Oleh Larissa Huda*
Pasir berteriak diam di kaki surya senja yang tersenyum kikir
Bertelanjang lalu kemudian menyeruput asin air ombak menggulung karang pesisir
Aku. Menerkam debur buih di ujung ambang senja yang masih biru
Ada segulung jarring nila, ku siapkan menangkap peluru, akan aku pancung waktu
Sampiran laut angkat senapan berlaras dua siku
Di ujung yang hendak menerjang titik antara empat sudut mati
Sebuah sampan merah berdarah, bergetar tak mau bisu
Sebentar saja, aku ingin lari, pergi
Caping lonjong berkulit bambu, milik nelayan hampir layu ketakutan, menggeleng
Lihat!

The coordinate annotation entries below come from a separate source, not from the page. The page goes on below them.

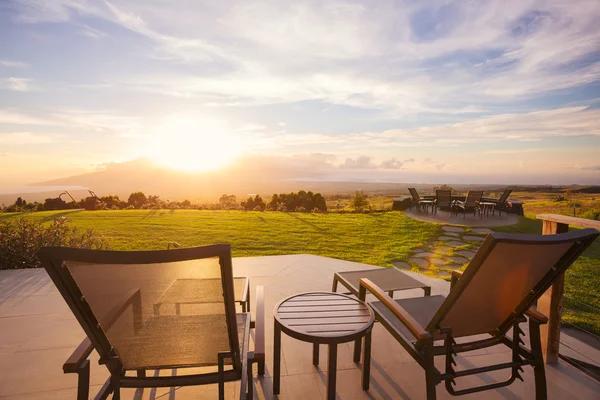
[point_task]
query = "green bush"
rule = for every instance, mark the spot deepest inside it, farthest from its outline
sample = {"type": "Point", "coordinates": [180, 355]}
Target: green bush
{"type": "Point", "coordinates": [22, 238]}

Rambut si tua ini tak mau lagi hitam berurai
Satu lagi, sosok tuanya bukan waktu yang celeng di dalam gelap kaleng
Dia! Di balik teluk pasi, itu yang kau cari
Kepala keras!
Jangan tembak dia!
Bodoh! Lihat, baru saja di lari!
Dihinanya kau dalam daun ranting berduri.
Tidak! Dia mati!
Dor!
Dua rimbun bakau mendengus nafasnya habis.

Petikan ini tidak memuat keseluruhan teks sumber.